## Contributed Session Thu.3.H 2013

#### Thursday, 15:15 - 16:45 h, Room: H 2013

**Cluster 11: Integer & mixed-integer programming** [...]

### Topology, clustering and separation

**Chair: Timo Berthold**

**Thursday, 15:15 - 15:40 h, Room: H 2013, Talk 1**

**Marcia Fampa**

MILP formulation for the software clustering problem

**Coauthors: Olinto Araújo, Viviane Kohler**

**Abstract:**

We present a mixed integer linear programming (MILP) formulation for the Software Clustering

Problem (SCP), where we divide the modules of a software system into groups or clusters, to

facilitate the work of the software maintainers. We discuss a preprocessing that reduces the size

of the instances of the SCP and introduce some valid inequalities that have been shown to be very effective in tightening the MILP formulation. Numerical results presented compare the results

obtained with the formulation proposed with the solutions obtained by the exhaustive algorithm

supported by the freely available Bunch clustering tool, for benchmark problems.

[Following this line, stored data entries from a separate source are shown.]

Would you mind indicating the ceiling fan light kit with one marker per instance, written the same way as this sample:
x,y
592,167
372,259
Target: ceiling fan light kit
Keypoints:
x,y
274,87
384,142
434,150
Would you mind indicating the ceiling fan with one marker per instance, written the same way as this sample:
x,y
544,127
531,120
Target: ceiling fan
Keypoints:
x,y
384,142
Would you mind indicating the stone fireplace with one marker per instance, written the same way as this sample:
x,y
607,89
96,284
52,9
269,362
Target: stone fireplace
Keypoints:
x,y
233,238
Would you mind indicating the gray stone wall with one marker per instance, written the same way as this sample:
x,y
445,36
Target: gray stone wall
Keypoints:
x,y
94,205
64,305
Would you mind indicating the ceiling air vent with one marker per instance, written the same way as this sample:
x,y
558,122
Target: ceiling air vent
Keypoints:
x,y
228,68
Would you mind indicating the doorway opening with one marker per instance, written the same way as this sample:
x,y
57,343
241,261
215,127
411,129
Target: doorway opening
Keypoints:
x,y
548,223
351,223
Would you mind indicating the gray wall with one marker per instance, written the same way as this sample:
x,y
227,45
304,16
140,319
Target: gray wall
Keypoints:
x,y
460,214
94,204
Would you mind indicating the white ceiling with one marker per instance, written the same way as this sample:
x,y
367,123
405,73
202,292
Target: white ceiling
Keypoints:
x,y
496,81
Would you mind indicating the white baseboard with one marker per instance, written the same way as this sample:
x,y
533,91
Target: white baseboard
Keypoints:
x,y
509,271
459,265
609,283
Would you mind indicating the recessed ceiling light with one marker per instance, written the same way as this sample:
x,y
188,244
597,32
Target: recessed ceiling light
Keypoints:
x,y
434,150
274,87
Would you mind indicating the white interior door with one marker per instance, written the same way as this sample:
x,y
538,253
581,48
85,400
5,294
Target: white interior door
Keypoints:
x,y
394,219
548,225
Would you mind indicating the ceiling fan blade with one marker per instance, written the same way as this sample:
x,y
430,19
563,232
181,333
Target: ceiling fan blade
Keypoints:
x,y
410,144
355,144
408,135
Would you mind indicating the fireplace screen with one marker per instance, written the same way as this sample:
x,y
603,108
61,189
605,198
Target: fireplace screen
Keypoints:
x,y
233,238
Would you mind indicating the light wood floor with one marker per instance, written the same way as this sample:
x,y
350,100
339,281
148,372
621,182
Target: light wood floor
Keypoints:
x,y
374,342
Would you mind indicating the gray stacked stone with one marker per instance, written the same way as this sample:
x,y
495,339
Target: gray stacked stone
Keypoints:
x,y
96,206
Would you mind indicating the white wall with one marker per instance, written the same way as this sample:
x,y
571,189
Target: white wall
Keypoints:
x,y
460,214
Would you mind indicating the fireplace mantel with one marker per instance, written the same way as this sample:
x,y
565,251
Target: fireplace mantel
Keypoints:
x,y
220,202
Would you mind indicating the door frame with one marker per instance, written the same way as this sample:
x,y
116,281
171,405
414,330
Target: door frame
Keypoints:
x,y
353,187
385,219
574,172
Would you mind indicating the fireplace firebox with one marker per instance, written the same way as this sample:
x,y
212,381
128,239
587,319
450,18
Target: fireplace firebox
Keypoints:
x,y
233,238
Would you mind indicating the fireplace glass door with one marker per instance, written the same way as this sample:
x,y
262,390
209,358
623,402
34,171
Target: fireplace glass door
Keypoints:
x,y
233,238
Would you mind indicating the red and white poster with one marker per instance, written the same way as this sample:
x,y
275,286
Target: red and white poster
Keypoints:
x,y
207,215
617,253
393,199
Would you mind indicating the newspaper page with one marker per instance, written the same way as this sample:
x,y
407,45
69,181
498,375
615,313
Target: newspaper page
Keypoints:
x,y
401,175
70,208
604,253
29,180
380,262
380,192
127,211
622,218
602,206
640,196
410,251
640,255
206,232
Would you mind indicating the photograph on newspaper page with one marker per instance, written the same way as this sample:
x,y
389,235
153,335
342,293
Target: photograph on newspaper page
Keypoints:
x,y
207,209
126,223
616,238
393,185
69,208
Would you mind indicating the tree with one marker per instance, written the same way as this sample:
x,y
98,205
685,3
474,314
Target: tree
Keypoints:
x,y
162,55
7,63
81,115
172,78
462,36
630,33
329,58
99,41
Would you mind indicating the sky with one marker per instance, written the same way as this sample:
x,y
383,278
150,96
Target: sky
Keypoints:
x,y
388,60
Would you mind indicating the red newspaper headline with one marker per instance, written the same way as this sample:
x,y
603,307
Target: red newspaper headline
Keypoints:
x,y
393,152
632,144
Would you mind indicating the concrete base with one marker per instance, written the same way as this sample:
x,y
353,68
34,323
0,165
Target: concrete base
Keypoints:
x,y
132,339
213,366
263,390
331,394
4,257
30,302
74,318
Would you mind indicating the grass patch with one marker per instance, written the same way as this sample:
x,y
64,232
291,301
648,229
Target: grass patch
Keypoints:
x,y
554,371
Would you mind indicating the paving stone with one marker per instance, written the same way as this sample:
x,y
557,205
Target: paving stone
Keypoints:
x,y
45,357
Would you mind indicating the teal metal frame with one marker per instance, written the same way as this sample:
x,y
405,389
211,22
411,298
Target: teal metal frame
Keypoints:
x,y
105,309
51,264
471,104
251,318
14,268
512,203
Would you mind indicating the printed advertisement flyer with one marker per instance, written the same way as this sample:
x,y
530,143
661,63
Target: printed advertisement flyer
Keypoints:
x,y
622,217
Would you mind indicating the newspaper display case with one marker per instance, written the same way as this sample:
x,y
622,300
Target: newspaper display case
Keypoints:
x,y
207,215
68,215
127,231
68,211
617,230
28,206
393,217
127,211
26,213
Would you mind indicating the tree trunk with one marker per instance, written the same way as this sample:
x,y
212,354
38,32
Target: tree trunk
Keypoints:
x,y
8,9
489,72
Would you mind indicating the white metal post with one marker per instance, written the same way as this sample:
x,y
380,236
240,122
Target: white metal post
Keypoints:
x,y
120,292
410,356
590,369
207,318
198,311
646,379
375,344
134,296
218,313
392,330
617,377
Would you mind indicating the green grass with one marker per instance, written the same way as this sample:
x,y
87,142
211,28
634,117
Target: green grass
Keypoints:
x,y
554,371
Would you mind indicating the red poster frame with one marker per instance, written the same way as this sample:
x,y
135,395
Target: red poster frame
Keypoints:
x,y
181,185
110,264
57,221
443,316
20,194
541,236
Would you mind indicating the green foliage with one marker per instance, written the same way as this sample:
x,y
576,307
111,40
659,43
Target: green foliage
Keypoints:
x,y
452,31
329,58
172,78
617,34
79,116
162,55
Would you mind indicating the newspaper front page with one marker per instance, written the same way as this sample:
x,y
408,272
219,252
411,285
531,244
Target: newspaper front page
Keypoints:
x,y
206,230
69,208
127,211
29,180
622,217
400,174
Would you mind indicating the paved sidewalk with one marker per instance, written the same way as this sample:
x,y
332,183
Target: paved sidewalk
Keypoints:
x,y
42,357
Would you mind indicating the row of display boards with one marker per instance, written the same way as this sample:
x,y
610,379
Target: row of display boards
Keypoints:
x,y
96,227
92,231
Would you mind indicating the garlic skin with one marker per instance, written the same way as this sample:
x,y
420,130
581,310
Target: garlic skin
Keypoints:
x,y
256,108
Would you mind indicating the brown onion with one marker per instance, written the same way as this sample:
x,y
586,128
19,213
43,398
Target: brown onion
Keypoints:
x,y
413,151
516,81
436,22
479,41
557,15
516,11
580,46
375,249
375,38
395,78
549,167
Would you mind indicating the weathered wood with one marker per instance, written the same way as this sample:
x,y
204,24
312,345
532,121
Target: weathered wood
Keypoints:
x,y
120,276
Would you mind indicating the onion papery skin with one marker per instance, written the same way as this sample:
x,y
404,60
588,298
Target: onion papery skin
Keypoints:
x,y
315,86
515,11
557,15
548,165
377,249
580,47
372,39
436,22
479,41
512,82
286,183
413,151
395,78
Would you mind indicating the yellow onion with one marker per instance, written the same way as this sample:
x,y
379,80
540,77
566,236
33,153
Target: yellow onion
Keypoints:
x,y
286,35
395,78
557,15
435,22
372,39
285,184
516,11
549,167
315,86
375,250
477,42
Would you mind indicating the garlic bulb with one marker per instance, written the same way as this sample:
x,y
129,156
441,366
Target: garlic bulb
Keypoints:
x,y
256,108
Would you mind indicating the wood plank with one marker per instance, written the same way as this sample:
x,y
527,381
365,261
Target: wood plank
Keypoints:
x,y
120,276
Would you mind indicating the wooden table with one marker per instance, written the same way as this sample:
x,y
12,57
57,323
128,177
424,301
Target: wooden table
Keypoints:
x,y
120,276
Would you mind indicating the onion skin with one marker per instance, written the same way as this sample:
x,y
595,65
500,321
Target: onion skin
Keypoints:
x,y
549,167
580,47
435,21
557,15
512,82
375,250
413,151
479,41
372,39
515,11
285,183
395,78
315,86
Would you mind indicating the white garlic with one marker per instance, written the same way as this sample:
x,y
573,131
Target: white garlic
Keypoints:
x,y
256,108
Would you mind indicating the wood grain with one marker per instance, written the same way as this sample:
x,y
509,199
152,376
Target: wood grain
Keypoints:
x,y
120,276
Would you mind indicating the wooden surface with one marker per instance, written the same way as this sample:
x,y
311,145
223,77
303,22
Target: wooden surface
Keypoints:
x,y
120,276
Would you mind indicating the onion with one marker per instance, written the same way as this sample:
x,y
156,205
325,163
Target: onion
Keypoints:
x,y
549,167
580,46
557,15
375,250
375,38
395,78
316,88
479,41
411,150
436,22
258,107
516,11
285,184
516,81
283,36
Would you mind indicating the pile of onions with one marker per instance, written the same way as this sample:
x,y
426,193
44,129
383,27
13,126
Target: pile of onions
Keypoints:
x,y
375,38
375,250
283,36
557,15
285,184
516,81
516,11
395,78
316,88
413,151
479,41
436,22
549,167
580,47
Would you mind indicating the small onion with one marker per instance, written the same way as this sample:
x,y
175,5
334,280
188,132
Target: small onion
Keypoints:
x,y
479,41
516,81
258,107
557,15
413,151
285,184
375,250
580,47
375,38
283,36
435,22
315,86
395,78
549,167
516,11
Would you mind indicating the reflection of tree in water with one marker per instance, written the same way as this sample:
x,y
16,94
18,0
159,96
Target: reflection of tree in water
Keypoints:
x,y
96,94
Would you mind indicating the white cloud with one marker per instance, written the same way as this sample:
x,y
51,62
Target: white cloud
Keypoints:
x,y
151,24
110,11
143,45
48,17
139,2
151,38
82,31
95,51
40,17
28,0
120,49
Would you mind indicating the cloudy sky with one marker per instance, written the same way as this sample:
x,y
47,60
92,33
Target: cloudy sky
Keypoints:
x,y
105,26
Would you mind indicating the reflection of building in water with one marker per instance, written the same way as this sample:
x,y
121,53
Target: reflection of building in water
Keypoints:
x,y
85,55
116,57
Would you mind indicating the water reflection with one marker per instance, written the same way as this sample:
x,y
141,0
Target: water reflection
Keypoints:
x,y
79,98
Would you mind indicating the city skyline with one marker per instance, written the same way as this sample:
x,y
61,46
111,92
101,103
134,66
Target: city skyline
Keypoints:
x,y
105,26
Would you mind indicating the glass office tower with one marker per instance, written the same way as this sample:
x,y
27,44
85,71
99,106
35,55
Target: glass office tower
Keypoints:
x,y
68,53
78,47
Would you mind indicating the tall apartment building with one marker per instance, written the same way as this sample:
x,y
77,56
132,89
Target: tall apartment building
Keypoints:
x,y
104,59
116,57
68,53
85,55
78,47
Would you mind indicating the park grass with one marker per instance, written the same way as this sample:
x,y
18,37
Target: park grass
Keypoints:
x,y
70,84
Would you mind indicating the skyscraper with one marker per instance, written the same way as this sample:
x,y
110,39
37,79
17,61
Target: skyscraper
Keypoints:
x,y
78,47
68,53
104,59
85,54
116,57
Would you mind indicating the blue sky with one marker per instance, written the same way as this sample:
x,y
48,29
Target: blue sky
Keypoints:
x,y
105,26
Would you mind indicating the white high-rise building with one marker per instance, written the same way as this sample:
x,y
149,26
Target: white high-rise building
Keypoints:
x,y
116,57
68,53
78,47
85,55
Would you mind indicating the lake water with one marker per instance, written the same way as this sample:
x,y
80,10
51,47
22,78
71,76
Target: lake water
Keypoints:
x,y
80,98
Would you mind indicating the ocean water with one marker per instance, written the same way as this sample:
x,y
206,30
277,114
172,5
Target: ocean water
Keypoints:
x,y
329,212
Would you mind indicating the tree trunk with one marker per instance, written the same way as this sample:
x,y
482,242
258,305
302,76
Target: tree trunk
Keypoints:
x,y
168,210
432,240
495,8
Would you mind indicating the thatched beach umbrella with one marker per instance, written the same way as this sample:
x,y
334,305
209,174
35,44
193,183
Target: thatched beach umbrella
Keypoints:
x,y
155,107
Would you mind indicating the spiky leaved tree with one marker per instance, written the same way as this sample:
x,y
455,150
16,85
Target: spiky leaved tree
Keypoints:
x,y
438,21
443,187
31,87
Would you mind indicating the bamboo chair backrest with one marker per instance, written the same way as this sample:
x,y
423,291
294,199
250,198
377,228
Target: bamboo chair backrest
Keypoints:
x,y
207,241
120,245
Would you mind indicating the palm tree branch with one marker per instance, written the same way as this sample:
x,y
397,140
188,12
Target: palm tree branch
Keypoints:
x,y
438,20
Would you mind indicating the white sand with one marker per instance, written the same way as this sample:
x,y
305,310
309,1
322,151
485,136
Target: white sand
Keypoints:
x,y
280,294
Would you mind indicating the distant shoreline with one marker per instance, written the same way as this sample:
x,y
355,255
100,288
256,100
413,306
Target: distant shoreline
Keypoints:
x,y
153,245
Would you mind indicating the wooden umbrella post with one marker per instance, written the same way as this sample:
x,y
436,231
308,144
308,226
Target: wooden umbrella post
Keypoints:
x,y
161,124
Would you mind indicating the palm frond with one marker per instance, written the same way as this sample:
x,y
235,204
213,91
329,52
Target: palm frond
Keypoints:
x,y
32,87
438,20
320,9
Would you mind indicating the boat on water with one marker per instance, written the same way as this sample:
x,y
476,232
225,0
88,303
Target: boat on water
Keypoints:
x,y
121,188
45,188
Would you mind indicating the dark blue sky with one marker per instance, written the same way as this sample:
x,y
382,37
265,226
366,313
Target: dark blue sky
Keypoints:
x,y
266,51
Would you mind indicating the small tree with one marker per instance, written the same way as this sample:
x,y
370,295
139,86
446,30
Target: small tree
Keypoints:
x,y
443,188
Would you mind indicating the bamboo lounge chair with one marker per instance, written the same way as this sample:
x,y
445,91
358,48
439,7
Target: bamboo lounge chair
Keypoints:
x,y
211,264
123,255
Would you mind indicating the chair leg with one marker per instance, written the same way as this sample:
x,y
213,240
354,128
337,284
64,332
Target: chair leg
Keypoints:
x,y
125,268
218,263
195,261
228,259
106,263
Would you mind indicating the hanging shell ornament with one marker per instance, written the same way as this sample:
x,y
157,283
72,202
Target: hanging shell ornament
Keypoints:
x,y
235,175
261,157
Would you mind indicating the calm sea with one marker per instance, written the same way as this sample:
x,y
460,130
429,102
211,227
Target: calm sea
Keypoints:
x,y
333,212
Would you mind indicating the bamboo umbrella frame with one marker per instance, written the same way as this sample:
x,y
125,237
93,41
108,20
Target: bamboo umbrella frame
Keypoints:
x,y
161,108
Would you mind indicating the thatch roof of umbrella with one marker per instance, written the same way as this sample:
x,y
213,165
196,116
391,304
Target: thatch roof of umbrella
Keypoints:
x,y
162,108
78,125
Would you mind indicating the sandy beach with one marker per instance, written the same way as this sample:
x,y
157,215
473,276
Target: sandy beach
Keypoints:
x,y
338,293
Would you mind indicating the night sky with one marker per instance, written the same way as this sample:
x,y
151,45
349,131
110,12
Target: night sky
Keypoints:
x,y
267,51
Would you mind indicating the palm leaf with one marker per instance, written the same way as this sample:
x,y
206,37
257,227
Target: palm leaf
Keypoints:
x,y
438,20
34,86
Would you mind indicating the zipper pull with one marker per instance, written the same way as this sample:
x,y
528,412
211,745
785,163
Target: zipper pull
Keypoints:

**Thursday, 15:45 - 16:10 h, Room: H 2013, Talk 2**

**Pedro G. Guillén**

Natural languages with the morphosyntactic distance as a topological space

**Coauthors: Juan Castellanos, Alejandro De Santos, Eduardo Villa**

**Abstract:**

The main aim of this paper is to give a proof of the computability of morphosyntactic distance (M.D.) over an arbitrary set of data. Since here, M.D. (defined in the works of De Santos, Villa and Guillén) can be defined over the elements of this group. Distance d induces a topological space, that we call morphosyntactic space. Based on these hypothesis, studying the properties of this space from a topological point of view. Let the associated lexical space built, that haves a semigroup structure, and could be treated as a set, regardless of its algebraic properties. Using the fact that the meaning function is inyective, it is possible to define on it the M.D. d.

In the first section, several topological properties of morphosyntactic space are proved: total disconnection, compactness and separability. Then a comparison is proposed between different structures and morphosyntactic space.

Under the latter theorem, reasonable time to implement algorithms can be assumed over morphosyntactic space. In these conditions, is easy to conclude that the model designed to define the morphosyntactic space is computable, and therefore the algorithm of M.D. is solvable.

**Thursday, 16:15 - 16:40 h, Room: H 2013, Talk 3**

**Inácio Andruski-Guimarães**

Comparison of techniques based on linear programming to detect separation

**Abstract:**

Separation is a key feature in logistic regression. In fact, is well known that, in case of complete separation, iterative methods commonly used to maximize the likelihood, like for example Newton's method, do not converge to finite values. This phenomenon is also known as monotone likelihood, or infinite parameters. Linear programming techniques to detect separation have been proposed in the literature for logistic regression with binary response variable. But, for polytomous response variable, the time required to perform these techniques can be greater than that for fitting the model using an iterative method. The purpose with this job is to develop and implement an alternative approach to detect separation for the parameter estimation in polytomous logistic regression. This approach proposes to use as covariates a reduced set of optimum principal components of the original covariates. Principal components analysis allows the reduction of the number of dimensions and avoiding the multicollinearity of these variables. Examples on datasets taken from the literature show that the approach is feasible and works better than other techniques, in terms of amount of computing.